Failover Clustering | This is the most expensive option. Special hardware, shared disks, duplicate hardware for the failover node, clustering usually is by far the most expensive option for high availability. Plus don't forget the training for Windows administrators and SQL DBAs. On the positive side, this solution fails over the entire instance, so it usually can handle any application. | Database Mirroring | A much less expensive option since you can use disparate, off the shelf hardware and it works faster than clustering! The downside is that the failover server may need to be larger than the primary server, especially if you have 2 or more databases failing over to it. Also applications might need to be reworked to take advantage of the database mirroring features with ADO.NET upgrades or SQL Native Client enhancements. |
Log Shipping | This should be the least expensive since it can use any SQL Server and it runs in all editions, including Workgroup, though not Express. You can have multiple failover paths, so as a local and remote failover technology, this provides some nice benefits. The downside is that to redirect clients can take time or require a more expensive network infrastructure to handle abstraction from the SQL Server instance. |
Replication | Also a low cost solution with using regular hardware and multiple failover paths, but also requiring the network abstraction as in log shipping.

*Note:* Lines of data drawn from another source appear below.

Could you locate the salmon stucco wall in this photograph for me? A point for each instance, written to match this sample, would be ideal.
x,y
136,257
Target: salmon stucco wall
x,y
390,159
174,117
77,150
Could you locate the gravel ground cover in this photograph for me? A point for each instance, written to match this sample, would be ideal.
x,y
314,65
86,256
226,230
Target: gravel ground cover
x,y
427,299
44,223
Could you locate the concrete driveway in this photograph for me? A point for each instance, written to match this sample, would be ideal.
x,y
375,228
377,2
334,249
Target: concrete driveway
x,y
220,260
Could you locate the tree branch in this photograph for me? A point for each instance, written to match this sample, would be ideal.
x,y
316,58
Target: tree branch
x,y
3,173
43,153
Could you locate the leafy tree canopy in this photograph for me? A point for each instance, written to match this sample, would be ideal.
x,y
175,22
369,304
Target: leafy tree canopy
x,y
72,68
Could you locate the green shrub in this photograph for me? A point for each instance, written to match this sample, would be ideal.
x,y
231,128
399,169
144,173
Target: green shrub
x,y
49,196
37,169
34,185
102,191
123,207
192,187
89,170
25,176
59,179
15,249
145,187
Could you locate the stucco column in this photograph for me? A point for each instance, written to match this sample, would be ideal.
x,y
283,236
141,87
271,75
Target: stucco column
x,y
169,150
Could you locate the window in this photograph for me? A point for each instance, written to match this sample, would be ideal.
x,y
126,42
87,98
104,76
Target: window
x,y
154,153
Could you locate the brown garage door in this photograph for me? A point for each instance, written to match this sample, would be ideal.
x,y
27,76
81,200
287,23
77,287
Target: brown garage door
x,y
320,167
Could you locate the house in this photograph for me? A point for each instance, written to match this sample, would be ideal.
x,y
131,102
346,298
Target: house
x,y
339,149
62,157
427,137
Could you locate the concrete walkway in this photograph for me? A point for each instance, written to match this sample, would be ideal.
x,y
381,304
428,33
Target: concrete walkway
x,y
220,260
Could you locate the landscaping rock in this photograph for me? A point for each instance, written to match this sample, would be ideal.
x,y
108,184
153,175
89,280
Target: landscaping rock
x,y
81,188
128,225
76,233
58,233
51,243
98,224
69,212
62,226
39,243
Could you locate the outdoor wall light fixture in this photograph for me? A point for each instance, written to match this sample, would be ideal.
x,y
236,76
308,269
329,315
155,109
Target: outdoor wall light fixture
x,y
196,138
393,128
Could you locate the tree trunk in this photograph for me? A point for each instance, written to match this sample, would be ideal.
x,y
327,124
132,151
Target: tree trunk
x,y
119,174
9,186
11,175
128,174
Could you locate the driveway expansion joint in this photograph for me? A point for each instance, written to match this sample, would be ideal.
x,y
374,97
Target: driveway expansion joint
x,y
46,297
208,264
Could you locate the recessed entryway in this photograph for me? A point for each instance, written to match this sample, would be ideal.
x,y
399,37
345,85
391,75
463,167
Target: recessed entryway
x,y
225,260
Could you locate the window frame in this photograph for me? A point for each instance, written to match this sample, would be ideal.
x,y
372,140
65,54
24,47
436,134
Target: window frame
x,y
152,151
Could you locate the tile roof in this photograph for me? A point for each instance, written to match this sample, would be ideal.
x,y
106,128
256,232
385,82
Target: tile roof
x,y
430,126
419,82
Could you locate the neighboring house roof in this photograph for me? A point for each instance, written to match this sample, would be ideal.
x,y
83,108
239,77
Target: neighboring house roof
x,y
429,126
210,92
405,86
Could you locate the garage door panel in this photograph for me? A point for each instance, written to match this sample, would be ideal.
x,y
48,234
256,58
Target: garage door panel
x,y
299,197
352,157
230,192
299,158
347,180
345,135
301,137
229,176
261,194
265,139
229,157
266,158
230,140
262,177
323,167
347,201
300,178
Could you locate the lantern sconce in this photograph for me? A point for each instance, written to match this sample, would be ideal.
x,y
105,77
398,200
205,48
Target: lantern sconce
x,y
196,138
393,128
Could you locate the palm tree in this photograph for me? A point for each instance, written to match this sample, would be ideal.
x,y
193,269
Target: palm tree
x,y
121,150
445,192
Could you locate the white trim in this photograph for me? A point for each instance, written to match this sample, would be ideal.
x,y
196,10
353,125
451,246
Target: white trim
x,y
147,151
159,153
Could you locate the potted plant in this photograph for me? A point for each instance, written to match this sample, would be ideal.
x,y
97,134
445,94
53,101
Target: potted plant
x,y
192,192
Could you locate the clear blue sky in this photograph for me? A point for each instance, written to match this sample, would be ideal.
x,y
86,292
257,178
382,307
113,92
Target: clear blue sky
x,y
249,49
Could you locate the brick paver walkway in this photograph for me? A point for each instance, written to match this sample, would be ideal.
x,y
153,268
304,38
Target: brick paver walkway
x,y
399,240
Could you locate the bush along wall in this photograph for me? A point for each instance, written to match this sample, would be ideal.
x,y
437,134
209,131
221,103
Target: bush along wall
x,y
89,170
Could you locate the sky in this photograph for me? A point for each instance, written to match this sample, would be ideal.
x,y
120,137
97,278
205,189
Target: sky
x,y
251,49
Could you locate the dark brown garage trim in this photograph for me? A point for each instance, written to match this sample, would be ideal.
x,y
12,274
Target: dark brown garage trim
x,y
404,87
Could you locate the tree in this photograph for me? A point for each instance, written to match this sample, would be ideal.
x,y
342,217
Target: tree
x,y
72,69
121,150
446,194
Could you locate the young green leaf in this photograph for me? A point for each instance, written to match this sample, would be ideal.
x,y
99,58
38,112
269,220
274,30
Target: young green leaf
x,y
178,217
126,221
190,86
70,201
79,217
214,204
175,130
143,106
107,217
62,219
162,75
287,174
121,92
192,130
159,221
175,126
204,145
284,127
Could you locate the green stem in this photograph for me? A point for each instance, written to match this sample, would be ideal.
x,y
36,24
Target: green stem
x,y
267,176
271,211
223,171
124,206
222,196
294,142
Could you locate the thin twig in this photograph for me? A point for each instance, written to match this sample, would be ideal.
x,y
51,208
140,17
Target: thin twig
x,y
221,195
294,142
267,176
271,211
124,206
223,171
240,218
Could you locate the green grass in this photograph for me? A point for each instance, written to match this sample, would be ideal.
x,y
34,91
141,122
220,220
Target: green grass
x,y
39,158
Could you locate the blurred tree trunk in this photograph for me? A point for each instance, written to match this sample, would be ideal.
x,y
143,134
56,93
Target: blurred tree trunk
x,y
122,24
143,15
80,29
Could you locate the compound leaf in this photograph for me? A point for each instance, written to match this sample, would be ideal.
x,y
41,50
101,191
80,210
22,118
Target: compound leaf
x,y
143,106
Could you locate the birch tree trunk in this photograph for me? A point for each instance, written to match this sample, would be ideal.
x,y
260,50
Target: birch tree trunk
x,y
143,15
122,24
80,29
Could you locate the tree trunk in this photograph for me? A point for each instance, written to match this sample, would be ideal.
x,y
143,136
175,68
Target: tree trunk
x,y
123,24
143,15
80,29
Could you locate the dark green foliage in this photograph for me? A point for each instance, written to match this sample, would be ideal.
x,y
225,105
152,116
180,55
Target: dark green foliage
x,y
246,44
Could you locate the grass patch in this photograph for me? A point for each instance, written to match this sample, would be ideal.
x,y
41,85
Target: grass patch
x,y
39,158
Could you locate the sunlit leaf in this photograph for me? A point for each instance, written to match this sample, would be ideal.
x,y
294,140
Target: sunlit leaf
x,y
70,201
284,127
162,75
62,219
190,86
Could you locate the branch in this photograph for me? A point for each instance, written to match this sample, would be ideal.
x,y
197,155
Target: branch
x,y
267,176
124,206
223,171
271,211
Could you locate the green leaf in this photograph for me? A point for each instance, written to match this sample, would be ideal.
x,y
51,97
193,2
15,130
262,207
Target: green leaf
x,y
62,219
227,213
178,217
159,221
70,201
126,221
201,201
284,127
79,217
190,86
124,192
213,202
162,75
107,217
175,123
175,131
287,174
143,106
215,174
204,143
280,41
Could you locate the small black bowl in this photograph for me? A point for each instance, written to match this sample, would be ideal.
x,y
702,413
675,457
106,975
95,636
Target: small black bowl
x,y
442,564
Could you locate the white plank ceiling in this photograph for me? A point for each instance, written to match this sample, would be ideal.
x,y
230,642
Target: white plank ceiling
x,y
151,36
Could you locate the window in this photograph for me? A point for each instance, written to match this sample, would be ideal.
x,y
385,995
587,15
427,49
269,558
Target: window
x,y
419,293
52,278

Another downside here is that typically in the other solutions if you have a server that is strictly for failover you do not need to license that server. However in this case replication is not listed here as an HA technology, so I would expect Microsoft would want failover servers licensed if implemented through replication. The administration cost could be high here as a large number of databases could result in some complicated replication schemes. |
Conclusion
This is kind of a basic look at high availability, but I hope from a different perspective than you might otherwise see. I tried to examine it more from a practical perspective, though I know there is much more to write than I've shown here.
If I had to choose a technology for SQLServerCentral.com, and I probably should, I'd look at database mirroring to fail to another local instance at our colocation facility and log shipping to get a remote failover going at another location. We're getting close to implementing that type of solution and I'd probably use some custom scripting to handle the job failover on the remote servers.